Encenava-se o espaço público para propiciar o passeio e o flanar da sociedade romântica oitocentista, embelezava-se e humanizava-se zonas nobres com tapetes pétreos para receber habitantes e viajantes. A versatilidade do material permitia reproduzir graficamente o que se quisesse. A imaginação ganhou foros de alforria e a criatividade, de artesãos, artistas anónimos a par de talentos reconhecidos, contribuiu para tornar mais belo e rico o quotidiano. Ao enfeite lumínico e colorido das fachadas azulejadas, que então começam a pontuar a cidade, vai corresponder, no chão que se pisa, a luminosidade dos tapetes fantasistas, a preto e branco, das calçadas artísticas.

Na cidade são estes dois elementos decorativos que se destacam, constituindo uma marca identitária de forte intensidade. Lisboa engalanou-se assim, compensando a falta de monumentalidade. Sem eles deixaria de ser o que é.

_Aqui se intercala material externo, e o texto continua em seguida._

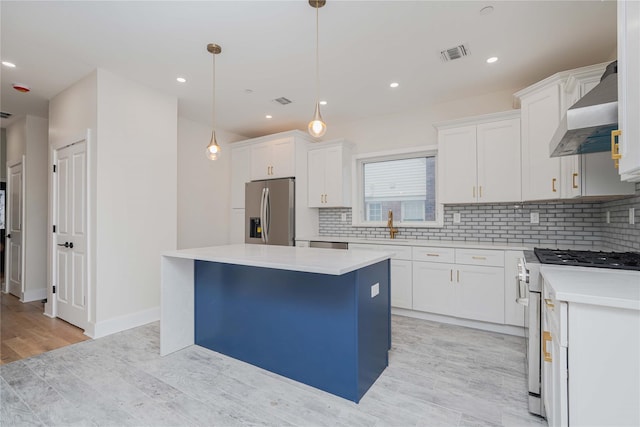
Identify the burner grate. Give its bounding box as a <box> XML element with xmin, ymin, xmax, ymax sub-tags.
<box><xmin>533</xmin><ymin>248</ymin><xmax>640</xmax><ymax>271</ymax></box>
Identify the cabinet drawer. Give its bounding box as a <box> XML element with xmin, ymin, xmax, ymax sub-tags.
<box><xmin>349</xmin><ymin>243</ymin><xmax>411</xmax><ymax>260</ymax></box>
<box><xmin>455</xmin><ymin>249</ymin><xmax>504</xmax><ymax>267</ymax></box>
<box><xmin>412</xmin><ymin>247</ymin><xmax>455</xmax><ymax>263</ymax></box>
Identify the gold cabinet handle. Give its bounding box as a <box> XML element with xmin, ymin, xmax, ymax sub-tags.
<box><xmin>612</xmin><ymin>129</ymin><xmax>621</xmax><ymax>168</ymax></box>
<box><xmin>457</xmin><ymin>270</ymin><xmax>460</xmax><ymax>283</ymax></box>
<box><xmin>552</xmin><ymin>178</ymin><xmax>557</xmax><ymax>193</ymax></box>
<box><xmin>472</xmin><ymin>256</ymin><xmax>487</xmax><ymax>260</ymax></box>
<box><xmin>544</xmin><ymin>298</ymin><xmax>555</xmax><ymax>309</ymax></box>
<box><xmin>543</xmin><ymin>331</ymin><xmax>552</xmax><ymax>362</ymax></box>
<box><xmin>572</xmin><ymin>173</ymin><xmax>578</xmax><ymax>189</ymax></box>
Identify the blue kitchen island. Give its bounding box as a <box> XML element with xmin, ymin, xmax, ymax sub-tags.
<box><xmin>160</xmin><ymin>244</ymin><xmax>391</xmax><ymax>403</ymax></box>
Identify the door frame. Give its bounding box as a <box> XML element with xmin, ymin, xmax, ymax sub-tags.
<box><xmin>46</xmin><ymin>130</ymin><xmax>92</xmax><ymax>332</ymax></box>
<box><xmin>5</xmin><ymin>156</ymin><xmax>26</xmax><ymax>298</ymax></box>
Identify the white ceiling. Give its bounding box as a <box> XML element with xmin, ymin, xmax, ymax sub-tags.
<box><xmin>0</xmin><ymin>1</ymin><xmax>617</xmax><ymax>139</ymax></box>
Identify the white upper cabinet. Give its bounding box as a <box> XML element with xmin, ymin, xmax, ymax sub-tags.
<box><xmin>617</xmin><ymin>0</ymin><xmax>640</xmax><ymax>181</ymax></box>
<box><xmin>437</xmin><ymin>112</ymin><xmax>521</xmax><ymax>204</ymax></box>
<box><xmin>250</xmin><ymin>137</ymin><xmax>295</xmax><ymax>180</ymax></box>
<box><xmin>230</xmin><ymin>145</ymin><xmax>251</xmax><ymax>209</ymax></box>
<box><xmin>519</xmin><ymin>83</ymin><xmax>562</xmax><ymax>201</ymax></box>
<box><xmin>307</xmin><ymin>141</ymin><xmax>352</xmax><ymax>208</ymax></box>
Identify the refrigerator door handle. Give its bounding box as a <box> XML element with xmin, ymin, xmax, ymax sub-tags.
<box><xmin>264</xmin><ymin>187</ymin><xmax>270</xmax><ymax>243</ymax></box>
<box><xmin>260</xmin><ymin>187</ymin><xmax>267</xmax><ymax>243</ymax></box>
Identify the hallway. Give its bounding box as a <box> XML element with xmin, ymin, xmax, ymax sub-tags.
<box><xmin>0</xmin><ymin>292</ymin><xmax>89</xmax><ymax>365</ymax></box>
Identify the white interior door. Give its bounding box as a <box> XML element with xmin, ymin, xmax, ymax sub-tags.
<box><xmin>6</xmin><ymin>161</ymin><xmax>24</xmax><ymax>298</ymax></box>
<box><xmin>54</xmin><ymin>141</ymin><xmax>88</xmax><ymax>328</ymax></box>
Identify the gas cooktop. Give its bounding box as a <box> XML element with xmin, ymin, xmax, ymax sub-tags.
<box><xmin>534</xmin><ymin>248</ymin><xmax>640</xmax><ymax>271</ymax></box>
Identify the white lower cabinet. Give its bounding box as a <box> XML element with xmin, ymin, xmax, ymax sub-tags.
<box><xmin>542</xmin><ymin>276</ymin><xmax>640</xmax><ymax>426</ymax></box>
<box><xmin>412</xmin><ymin>248</ymin><xmax>505</xmax><ymax>324</ymax></box>
<box><xmin>390</xmin><ymin>259</ymin><xmax>412</xmax><ymax>309</ymax></box>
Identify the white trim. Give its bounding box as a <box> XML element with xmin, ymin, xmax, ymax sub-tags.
<box><xmin>392</xmin><ymin>307</ymin><xmax>525</xmax><ymax>337</ymax></box>
<box><xmin>432</xmin><ymin>109</ymin><xmax>521</xmax><ymax>130</ymax></box>
<box><xmin>85</xmin><ymin>306</ymin><xmax>160</xmax><ymax>339</ymax></box>
<box><xmin>351</xmin><ymin>147</ymin><xmax>444</xmax><ymax>228</ymax></box>
<box><xmin>21</xmin><ymin>287</ymin><xmax>47</xmax><ymax>303</ymax></box>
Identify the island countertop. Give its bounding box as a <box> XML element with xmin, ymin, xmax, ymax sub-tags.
<box><xmin>163</xmin><ymin>244</ymin><xmax>392</xmax><ymax>276</ymax></box>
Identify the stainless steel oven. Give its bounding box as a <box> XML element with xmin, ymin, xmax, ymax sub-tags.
<box><xmin>517</xmin><ymin>251</ymin><xmax>544</xmax><ymax>417</ymax></box>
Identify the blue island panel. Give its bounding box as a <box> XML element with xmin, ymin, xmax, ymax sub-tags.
<box><xmin>194</xmin><ymin>259</ymin><xmax>389</xmax><ymax>403</ymax></box>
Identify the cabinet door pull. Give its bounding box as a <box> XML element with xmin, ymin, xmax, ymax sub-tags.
<box><xmin>572</xmin><ymin>173</ymin><xmax>578</xmax><ymax>189</ymax></box>
<box><xmin>611</xmin><ymin>129</ymin><xmax>621</xmax><ymax>168</ymax></box>
<box><xmin>479</xmin><ymin>186</ymin><xmax>483</xmax><ymax>198</ymax></box>
<box><xmin>426</xmin><ymin>253</ymin><xmax>440</xmax><ymax>257</ymax></box>
<box><xmin>457</xmin><ymin>270</ymin><xmax>460</xmax><ymax>283</ymax></box>
<box><xmin>552</xmin><ymin>178</ymin><xmax>557</xmax><ymax>193</ymax></box>
<box><xmin>543</xmin><ymin>331</ymin><xmax>552</xmax><ymax>362</ymax></box>
<box><xmin>450</xmin><ymin>269</ymin><xmax>453</xmax><ymax>282</ymax></box>
<box><xmin>544</xmin><ymin>298</ymin><xmax>555</xmax><ymax>309</ymax></box>
<box><xmin>472</xmin><ymin>256</ymin><xmax>486</xmax><ymax>260</ymax></box>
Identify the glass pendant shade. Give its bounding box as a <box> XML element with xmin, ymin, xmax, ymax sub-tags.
<box><xmin>308</xmin><ymin>102</ymin><xmax>327</xmax><ymax>138</ymax></box>
<box><xmin>206</xmin><ymin>131</ymin><xmax>221</xmax><ymax>161</ymax></box>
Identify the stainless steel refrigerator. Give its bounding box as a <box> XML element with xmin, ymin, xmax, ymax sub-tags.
<box><xmin>245</xmin><ymin>178</ymin><xmax>295</xmax><ymax>246</ymax></box>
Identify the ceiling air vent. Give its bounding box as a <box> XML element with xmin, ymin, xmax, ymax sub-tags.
<box><xmin>273</xmin><ymin>97</ymin><xmax>292</xmax><ymax>105</ymax></box>
<box><xmin>440</xmin><ymin>44</ymin><xmax>470</xmax><ymax>62</ymax></box>
<box><xmin>0</xmin><ymin>112</ymin><xmax>12</xmax><ymax>119</ymax></box>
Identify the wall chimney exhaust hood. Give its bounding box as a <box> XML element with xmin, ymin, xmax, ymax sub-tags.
<box><xmin>549</xmin><ymin>61</ymin><xmax>618</xmax><ymax>157</ymax></box>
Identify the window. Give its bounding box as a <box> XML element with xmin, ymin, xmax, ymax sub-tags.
<box><xmin>353</xmin><ymin>148</ymin><xmax>442</xmax><ymax>227</ymax></box>
<box><xmin>366</xmin><ymin>202</ymin><xmax>382</xmax><ymax>221</ymax></box>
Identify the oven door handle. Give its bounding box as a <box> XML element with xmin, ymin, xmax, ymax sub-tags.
<box><xmin>516</xmin><ymin>274</ymin><xmax>529</xmax><ymax>306</ymax></box>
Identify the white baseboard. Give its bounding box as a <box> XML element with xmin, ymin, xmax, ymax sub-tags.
<box><xmin>85</xmin><ymin>306</ymin><xmax>160</xmax><ymax>339</ymax></box>
<box><xmin>21</xmin><ymin>288</ymin><xmax>47</xmax><ymax>303</ymax></box>
<box><xmin>392</xmin><ymin>307</ymin><xmax>525</xmax><ymax>337</ymax></box>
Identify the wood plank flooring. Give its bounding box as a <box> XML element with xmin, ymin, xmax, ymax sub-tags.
<box><xmin>1</xmin><ymin>292</ymin><xmax>90</xmax><ymax>365</ymax></box>
<box><xmin>0</xmin><ymin>315</ymin><xmax>548</xmax><ymax>426</ymax></box>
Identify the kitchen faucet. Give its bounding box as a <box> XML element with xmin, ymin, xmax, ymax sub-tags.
<box><xmin>387</xmin><ymin>210</ymin><xmax>398</xmax><ymax>239</ymax></box>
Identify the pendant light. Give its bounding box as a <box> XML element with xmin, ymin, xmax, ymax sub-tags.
<box><xmin>308</xmin><ymin>0</ymin><xmax>327</xmax><ymax>139</ymax></box>
<box><xmin>206</xmin><ymin>43</ymin><xmax>222</xmax><ymax>160</ymax></box>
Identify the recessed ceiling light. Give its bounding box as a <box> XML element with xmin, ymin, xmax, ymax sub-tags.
<box><xmin>390</xmin><ymin>82</ymin><xmax>399</xmax><ymax>88</ymax></box>
<box><xmin>319</xmin><ymin>100</ymin><xmax>327</xmax><ymax>106</ymax></box>
<box><xmin>176</xmin><ymin>77</ymin><xmax>186</xmax><ymax>83</ymax></box>
<box><xmin>265</xmin><ymin>115</ymin><xmax>273</xmax><ymax>119</ymax></box>
<box><xmin>486</xmin><ymin>57</ymin><xmax>498</xmax><ymax>64</ymax></box>
<box><xmin>2</xmin><ymin>61</ymin><xmax>16</xmax><ymax>68</ymax></box>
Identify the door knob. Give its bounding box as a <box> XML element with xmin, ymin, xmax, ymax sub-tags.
<box><xmin>57</xmin><ymin>242</ymin><xmax>73</xmax><ymax>248</ymax></box>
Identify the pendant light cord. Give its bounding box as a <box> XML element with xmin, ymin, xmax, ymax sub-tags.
<box><xmin>315</xmin><ymin>5</ymin><xmax>320</xmax><ymax>104</ymax></box>
<box><xmin>212</xmin><ymin>51</ymin><xmax>216</xmax><ymax>130</ymax></box>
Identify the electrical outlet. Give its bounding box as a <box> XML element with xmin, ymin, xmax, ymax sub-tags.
<box><xmin>371</xmin><ymin>283</ymin><xmax>380</xmax><ymax>298</ymax></box>
<box><xmin>606</xmin><ymin>211</ymin><xmax>610</xmax><ymax>224</ymax></box>
<box><xmin>453</xmin><ymin>213</ymin><xmax>461</xmax><ymax>224</ymax></box>
<box><xmin>530</xmin><ymin>212</ymin><xmax>540</xmax><ymax>224</ymax></box>
<box><xmin>341</xmin><ymin>213</ymin><xmax>347</xmax><ymax>222</ymax></box>
<box><xmin>630</xmin><ymin>208</ymin><xmax>636</xmax><ymax>225</ymax></box>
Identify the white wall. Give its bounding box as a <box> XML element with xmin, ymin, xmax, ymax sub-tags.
<box><xmin>177</xmin><ymin>117</ymin><xmax>245</xmax><ymax>249</ymax></box>
<box><xmin>324</xmin><ymin>88</ymin><xmax>516</xmax><ymax>154</ymax></box>
<box><xmin>47</xmin><ymin>70</ymin><xmax>97</xmax><ymax>319</ymax></box>
<box><xmin>6</xmin><ymin>115</ymin><xmax>48</xmax><ymax>302</ymax></box>
<box><xmin>95</xmin><ymin>68</ymin><xmax>177</xmax><ymax>326</ymax></box>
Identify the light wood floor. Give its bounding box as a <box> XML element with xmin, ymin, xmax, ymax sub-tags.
<box><xmin>0</xmin><ymin>292</ymin><xmax>89</xmax><ymax>365</ymax></box>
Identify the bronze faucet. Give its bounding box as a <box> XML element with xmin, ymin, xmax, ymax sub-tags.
<box><xmin>387</xmin><ymin>210</ymin><xmax>399</xmax><ymax>239</ymax></box>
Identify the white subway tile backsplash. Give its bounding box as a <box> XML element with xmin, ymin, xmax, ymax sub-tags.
<box><xmin>318</xmin><ymin>183</ymin><xmax>640</xmax><ymax>252</ymax></box>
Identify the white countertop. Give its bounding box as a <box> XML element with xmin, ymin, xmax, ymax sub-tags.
<box><xmin>163</xmin><ymin>244</ymin><xmax>392</xmax><ymax>276</ymax></box>
<box><xmin>540</xmin><ymin>265</ymin><xmax>640</xmax><ymax>310</ymax></box>
<box><xmin>298</xmin><ymin>235</ymin><xmax>529</xmax><ymax>251</ymax></box>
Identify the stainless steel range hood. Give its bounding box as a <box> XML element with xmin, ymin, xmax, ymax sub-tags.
<box><xmin>549</xmin><ymin>61</ymin><xmax>618</xmax><ymax>157</ymax></box>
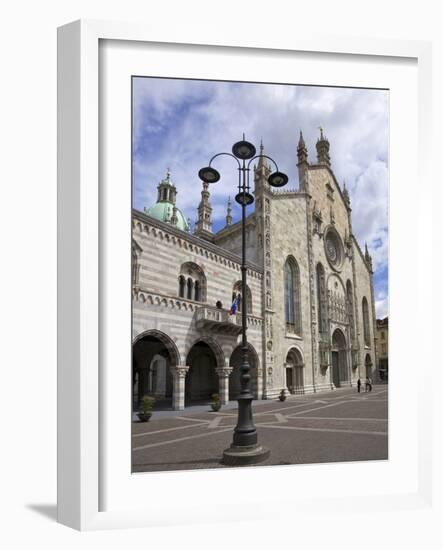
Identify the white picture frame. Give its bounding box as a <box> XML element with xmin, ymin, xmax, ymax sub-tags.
<box><xmin>57</xmin><ymin>19</ymin><xmax>433</xmax><ymax>531</ymax></box>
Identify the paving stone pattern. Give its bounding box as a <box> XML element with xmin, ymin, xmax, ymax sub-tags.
<box><xmin>132</xmin><ymin>385</ymin><xmax>388</xmax><ymax>472</ymax></box>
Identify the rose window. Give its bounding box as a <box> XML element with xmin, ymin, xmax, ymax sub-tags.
<box><xmin>324</xmin><ymin>228</ymin><xmax>344</xmax><ymax>270</ymax></box>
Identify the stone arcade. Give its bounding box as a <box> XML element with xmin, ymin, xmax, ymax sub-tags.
<box><xmin>132</xmin><ymin>131</ymin><xmax>377</xmax><ymax>410</ymax></box>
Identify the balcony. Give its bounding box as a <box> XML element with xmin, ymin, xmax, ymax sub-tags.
<box><xmin>195</xmin><ymin>306</ymin><xmax>243</xmax><ymax>335</ymax></box>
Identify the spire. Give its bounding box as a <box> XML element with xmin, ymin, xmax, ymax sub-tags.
<box><xmin>342</xmin><ymin>181</ymin><xmax>350</xmax><ymax>207</ymax></box>
<box><xmin>194</xmin><ymin>180</ymin><xmax>213</xmax><ymax>239</ymax></box>
<box><xmin>254</xmin><ymin>139</ymin><xmax>271</xmax><ymax>195</ymax></box>
<box><xmin>364</xmin><ymin>242</ymin><xmax>373</xmax><ymax>271</ymax></box>
<box><xmin>297</xmin><ymin>130</ymin><xmax>308</xmax><ymax>165</ymax></box>
<box><xmin>297</xmin><ymin>130</ymin><xmax>309</xmax><ymax>192</ymax></box>
<box><xmin>316</xmin><ymin>126</ymin><xmax>331</xmax><ymax>166</ymax></box>
<box><xmin>257</xmin><ymin>138</ymin><xmax>267</xmax><ymax>171</ymax></box>
<box><xmin>225</xmin><ymin>196</ymin><xmax>232</xmax><ymax>226</ymax></box>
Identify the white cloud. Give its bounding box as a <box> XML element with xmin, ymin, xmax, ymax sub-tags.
<box><xmin>133</xmin><ymin>78</ymin><xmax>389</xmax><ymax>301</ymax></box>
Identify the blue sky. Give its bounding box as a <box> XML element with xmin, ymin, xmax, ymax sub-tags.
<box><xmin>133</xmin><ymin>77</ymin><xmax>389</xmax><ymax>318</ymax></box>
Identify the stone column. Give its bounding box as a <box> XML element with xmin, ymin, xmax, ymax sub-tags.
<box><xmin>170</xmin><ymin>366</ymin><xmax>189</xmax><ymax>411</ymax></box>
<box><xmin>155</xmin><ymin>357</ymin><xmax>167</xmax><ymax>398</ymax></box>
<box><xmin>216</xmin><ymin>367</ymin><xmax>233</xmax><ymax>405</ymax></box>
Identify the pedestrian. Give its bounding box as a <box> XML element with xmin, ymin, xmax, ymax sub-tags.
<box><xmin>368</xmin><ymin>376</ymin><xmax>372</xmax><ymax>392</ymax></box>
<box><xmin>365</xmin><ymin>377</ymin><xmax>370</xmax><ymax>392</ymax></box>
<box><xmin>357</xmin><ymin>378</ymin><xmax>361</xmax><ymax>393</ymax></box>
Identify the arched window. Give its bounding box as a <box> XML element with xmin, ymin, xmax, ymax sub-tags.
<box><xmin>132</xmin><ymin>240</ymin><xmax>142</xmax><ymax>286</ymax></box>
<box><xmin>284</xmin><ymin>256</ymin><xmax>301</xmax><ymax>334</ymax></box>
<box><xmin>178</xmin><ymin>275</ymin><xmax>185</xmax><ymax>298</ymax></box>
<box><xmin>233</xmin><ymin>281</ymin><xmax>252</xmax><ymax>314</ymax></box>
<box><xmin>316</xmin><ymin>263</ymin><xmax>326</xmax><ymax>335</ymax></box>
<box><xmin>362</xmin><ymin>297</ymin><xmax>371</xmax><ymax>347</ymax></box>
<box><xmin>187</xmin><ymin>278</ymin><xmax>193</xmax><ymax>300</ymax></box>
<box><xmin>178</xmin><ymin>262</ymin><xmax>206</xmax><ymax>302</ymax></box>
<box><xmin>132</xmin><ymin>248</ymin><xmax>138</xmax><ymax>286</ymax></box>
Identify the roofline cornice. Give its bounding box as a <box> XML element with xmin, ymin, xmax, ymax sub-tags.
<box><xmin>133</xmin><ymin>208</ymin><xmax>263</xmax><ymax>273</ymax></box>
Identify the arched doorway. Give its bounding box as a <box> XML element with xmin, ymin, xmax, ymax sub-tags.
<box><xmin>285</xmin><ymin>348</ymin><xmax>304</xmax><ymax>394</ymax></box>
<box><xmin>132</xmin><ymin>331</ymin><xmax>177</xmax><ymax>410</ymax></box>
<box><xmin>229</xmin><ymin>344</ymin><xmax>259</xmax><ymax>400</ymax></box>
<box><xmin>186</xmin><ymin>341</ymin><xmax>219</xmax><ymax>403</ymax></box>
<box><xmin>365</xmin><ymin>353</ymin><xmax>373</xmax><ymax>378</ymax></box>
<box><xmin>331</xmin><ymin>328</ymin><xmax>348</xmax><ymax>388</ymax></box>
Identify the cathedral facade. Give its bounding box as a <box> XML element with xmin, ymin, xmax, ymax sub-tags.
<box><xmin>132</xmin><ymin>130</ymin><xmax>377</xmax><ymax>410</ymax></box>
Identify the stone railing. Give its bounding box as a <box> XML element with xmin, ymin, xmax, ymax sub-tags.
<box><xmin>195</xmin><ymin>306</ymin><xmax>263</xmax><ymax>334</ymax></box>
<box><xmin>195</xmin><ymin>306</ymin><xmax>235</xmax><ymax>325</ymax></box>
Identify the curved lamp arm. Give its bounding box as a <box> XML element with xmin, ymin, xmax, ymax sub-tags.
<box><xmin>208</xmin><ymin>152</ymin><xmax>241</xmax><ymax>169</ymax></box>
<box><xmin>247</xmin><ymin>154</ymin><xmax>279</xmax><ymax>172</ymax></box>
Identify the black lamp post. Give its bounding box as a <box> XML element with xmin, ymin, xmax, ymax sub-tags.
<box><xmin>198</xmin><ymin>136</ymin><xmax>288</xmax><ymax>466</ymax></box>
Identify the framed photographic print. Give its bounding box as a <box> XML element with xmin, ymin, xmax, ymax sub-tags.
<box><xmin>57</xmin><ymin>20</ymin><xmax>433</xmax><ymax>530</ymax></box>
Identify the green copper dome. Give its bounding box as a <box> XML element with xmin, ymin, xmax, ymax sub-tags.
<box><xmin>144</xmin><ymin>201</ymin><xmax>189</xmax><ymax>232</ymax></box>
<box><xmin>144</xmin><ymin>169</ymin><xmax>190</xmax><ymax>232</ymax></box>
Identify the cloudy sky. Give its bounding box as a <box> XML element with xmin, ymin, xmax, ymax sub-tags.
<box><xmin>132</xmin><ymin>77</ymin><xmax>389</xmax><ymax>318</ymax></box>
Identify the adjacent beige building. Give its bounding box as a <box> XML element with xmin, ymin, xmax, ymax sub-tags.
<box><xmin>376</xmin><ymin>317</ymin><xmax>389</xmax><ymax>380</ymax></box>
<box><xmin>132</xmin><ymin>130</ymin><xmax>378</xmax><ymax>410</ymax></box>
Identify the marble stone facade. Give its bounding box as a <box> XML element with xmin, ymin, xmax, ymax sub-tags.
<box><xmin>132</xmin><ymin>132</ymin><xmax>378</xmax><ymax>410</ymax></box>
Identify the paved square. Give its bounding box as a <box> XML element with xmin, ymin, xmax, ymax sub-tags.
<box><xmin>132</xmin><ymin>385</ymin><xmax>388</xmax><ymax>472</ymax></box>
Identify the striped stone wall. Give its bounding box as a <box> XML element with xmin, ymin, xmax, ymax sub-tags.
<box><xmin>132</xmin><ymin>210</ymin><xmax>264</xmax><ymax>399</ymax></box>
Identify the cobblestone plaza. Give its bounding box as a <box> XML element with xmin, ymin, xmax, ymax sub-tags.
<box><xmin>133</xmin><ymin>386</ymin><xmax>388</xmax><ymax>472</ymax></box>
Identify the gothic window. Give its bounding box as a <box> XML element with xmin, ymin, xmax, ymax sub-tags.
<box><xmin>233</xmin><ymin>281</ymin><xmax>252</xmax><ymax>314</ymax></box>
<box><xmin>284</xmin><ymin>256</ymin><xmax>301</xmax><ymax>334</ymax></box>
<box><xmin>178</xmin><ymin>262</ymin><xmax>207</xmax><ymax>302</ymax></box>
<box><xmin>316</xmin><ymin>263</ymin><xmax>326</xmax><ymax>335</ymax></box>
<box><xmin>362</xmin><ymin>297</ymin><xmax>371</xmax><ymax>347</ymax></box>
<box><xmin>178</xmin><ymin>275</ymin><xmax>185</xmax><ymax>298</ymax></box>
<box><xmin>346</xmin><ymin>280</ymin><xmax>355</xmax><ymax>342</ymax></box>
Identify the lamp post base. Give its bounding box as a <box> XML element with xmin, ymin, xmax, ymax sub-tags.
<box><xmin>222</xmin><ymin>443</ymin><xmax>270</xmax><ymax>466</ymax></box>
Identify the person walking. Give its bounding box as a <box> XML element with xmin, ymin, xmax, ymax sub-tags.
<box><xmin>357</xmin><ymin>378</ymin><xmax>361</xmax><ymax>393</ymax></box>
<box><xmin>368</xmin><ymin>376</ymin><xmax>373</xmax><ymax>392</ymax></box>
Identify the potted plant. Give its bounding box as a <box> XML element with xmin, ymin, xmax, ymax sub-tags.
<box><xmin>210</xmin><ymin>393</ymin><xmax>222</xmax><ymax>411</ymax></box>
<box><xmin>279</xmin><ymin>389</ymin><xmax>287</xmax><ymax>402</ymax></box>
<box><xmin>137</xmin><ymin>395</ymin><xmax>155</xmax><ymax>422</ymax></box>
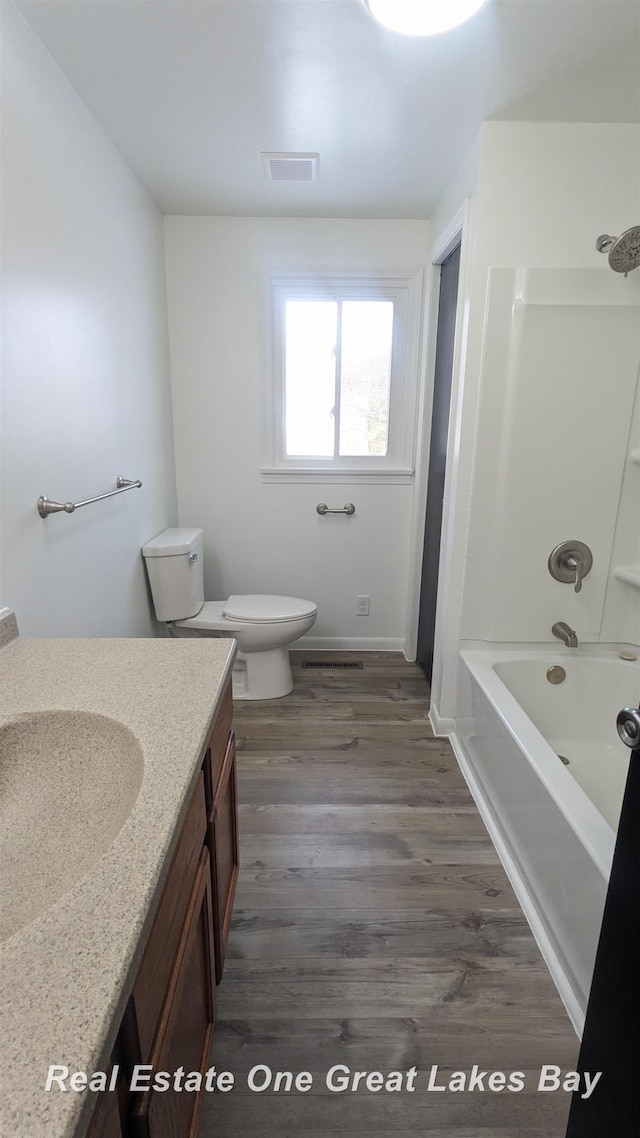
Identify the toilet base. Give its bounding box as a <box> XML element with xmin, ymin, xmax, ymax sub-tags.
<box><xmin>232</xmin><ymin>647</ymin><xmax>294</xmax><ymax>701</ymax></box>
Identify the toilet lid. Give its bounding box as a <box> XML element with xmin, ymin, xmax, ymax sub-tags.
<box><xmin>223</xmin><ymin>595</ymin><xmax>317</xmax><ymax>624</ymax></box>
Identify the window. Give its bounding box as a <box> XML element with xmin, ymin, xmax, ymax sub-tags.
<box><xmin>261</xmin><ymin>269</ymin><xmax>423</xmax><ymax>482</ymax></box>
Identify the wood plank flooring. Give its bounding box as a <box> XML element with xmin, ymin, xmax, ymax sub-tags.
<box><xmin>200</xmin><ymin>652</ymin><xmax>578</xmax><ymax>1138</ymax></box>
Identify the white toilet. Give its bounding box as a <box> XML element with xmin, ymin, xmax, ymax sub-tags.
<box><xmin>142</xmin><ymin>528</ymin><xmax>317</xmax><ymax>700</ymax></box>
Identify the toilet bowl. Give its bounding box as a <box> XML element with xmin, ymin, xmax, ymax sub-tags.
<box><xmin>142</xmin><ymin>529</ymin><xmax>317</xmax><ymax>700</ymax></box>
<box><xmin>175</xmin><ymin>597</ymin><xmax>317</xmax><ymax>700</ymax></box>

Tal como o azulejo, para além de decorativa, a calçada-mosaico cumpre também uma função publicitária quando aposta no pavimento em frente de estabelecimentos institucionais, comerciais e de restauração ou serve também para indicar, no pavimento, o número de polícia.

Lisboa e seus arredores forneciam as matérias-primas em qualidade e abundância. O calcário branco e o basalto preto encontravam-se disponíveis dentro do território concelhio, e os materiais são sempre o que define e marca a identidade ou a alma de um lugar. Os basaltos e, sobretudo, os calcários são utilizados nas arquiteturas lisboetas. Todavia, é no chão que pisamos que se destacam.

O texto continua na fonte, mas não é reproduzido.